By Kazimov, history, 4 weeks ago, Guys, can someone explain me the solution of this problem? I couldn't understand fully.

Problem D Comments (2)
 » 4 weeks ago, # | ← Rev. 29 →   This problem is related to the problem of finding the number of routes between the top-left cell $(1,1)$ and the right-bottom cell $(H,W)$ of a rectangular grid with $H$ rows and $W$ columns, where the move allowed from cell $(x,y)$ is either to the right adjacent cell $(x,y+1)$ or to the down adjacent cell $(x+1,y)$. It is well-known that the total number of routes on such grid with no forbidden cells is $\binom{(H-1)+(W-1)}{H-1} = \binom{(H-1)+(W-1)}{W-1}$ This result may be used to solve the problem when the bottom-left corner sub-grid with $A$ rows and $B$ columns which contains $A\times B$ cells is forbidden by dividing the problem into mutually disjoint sub-problems such that the total number of routes is the sum of the total number of routes in each disjoint sub-problem.
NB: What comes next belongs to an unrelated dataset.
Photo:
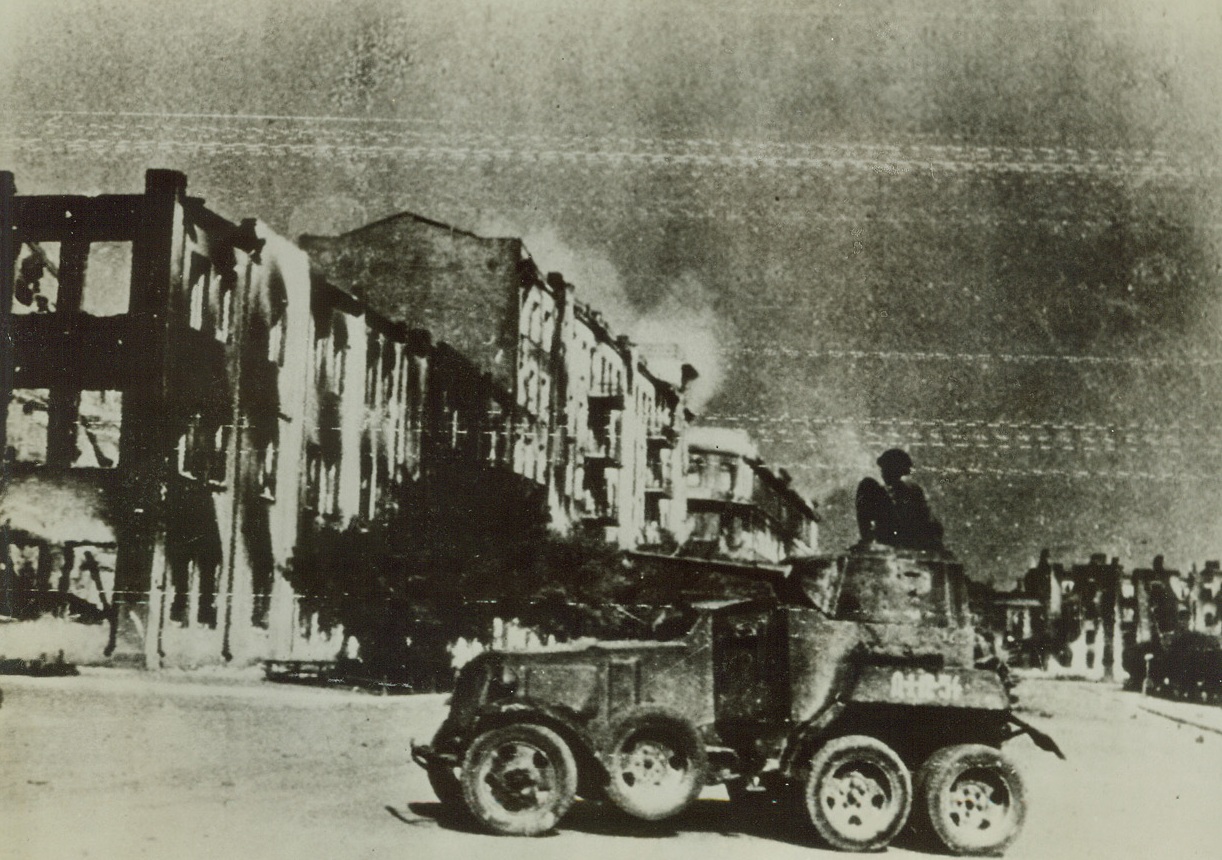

For example, any route between the top-left cell and the bottom-right cell passes through exactly one cell on the straight line $x+y = c$. A possible application of this idea is to select one of these lines, let it be the straight line $x+y = c$ which passes through the top-right corner cell of the forbidden sub-grid $(H-A+1,B)$, and define the sub-problem as to count the number of routes that pass through cell $(x,y)$ which lies on such line. By definition, $y = (H-A+1)+B-x$. The solution of this sub-problem is the product of the number of routes between cells $(1,1)$ and $(x,y)$ in the top-left sub-grid with $x$ rows and $y$ columns times the number of routes between cell $(x,y)$ and cell $(H,W)$ in the lower-right sub-grid with $H-x+1$ rows and $W-y+1$ columns, where both sub-grids do not contain forbidden cells. Therefore, the answer to this sub-problem can be expressed using the aforementioned result as follows.$f(x) = \binom{(x-1)+(y-1)}{x-1} \times \binom{(H-x)+(W-y)}{H-x} = \binom{(H-A)+B-1}{x-1} \times \binom{A+(W-B)-1}{H-x}$where $m \le x \le H-A$ and $m = \max((H-A)-(W-B)+1,1)$Therefore, the answer to the problem can be expressed as follows.$\sum\limits_{x = m}^{H-A} f(x)$Note that the value of $x$ for any cell on the selected straight line cannot be less than $(H-A)-(W-B)+1$, as $y = W$ at the intersection point with the line $x = (H-A)-(W-B)+1$. Points on the selected straight line with $x$ less than such value lie outside the $H\times W$ grid.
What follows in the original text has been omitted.